Kenneth James Buchanan
Kenneth James Buchanan was commissioned in the Royal Marine Light Infantry on 1 February 1883, but transferred to the Indian Staff Corps in 1887. By the time the Great War broke out he had risen to the rank of colonel in the Indian Army, with a long record of active service in Burma (1887-9) and on the North West Frontier (1892, 1895, 1901-2, 1908) behind him. He was 51.

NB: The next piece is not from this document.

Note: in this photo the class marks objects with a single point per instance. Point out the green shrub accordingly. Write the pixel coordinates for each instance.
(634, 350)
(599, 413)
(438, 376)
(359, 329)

On 18 September 1914 he was promoted to brigadier-general and given command of 48th Brigade, 16th (Irish) Division, a New Army formation, then assembling. Buchanan was 48th Brigade’s first commander. He was responsible not only for the brigade’s initial training but also took it to France in December 1915. His command on the Western Front was short lived, however. He was sent home on 17 January 1916.
One of his former battalion commanders, Lieutenant-Colonel Sir Frederick Shaw Bt., CO 8th Battalion Royal Dublin Fusiliers, explained in a letter to the 16th Division’s first commander, Sir Lawrence Parsons, that ‘Buchanan was quite useless on active service and had to go’.
Brigadier-General Buchanan was GOC Oswestry Camp (April 1916-June 1917 and Inspector of Depots Poona (from September 1917). He retired on 11 May 1919.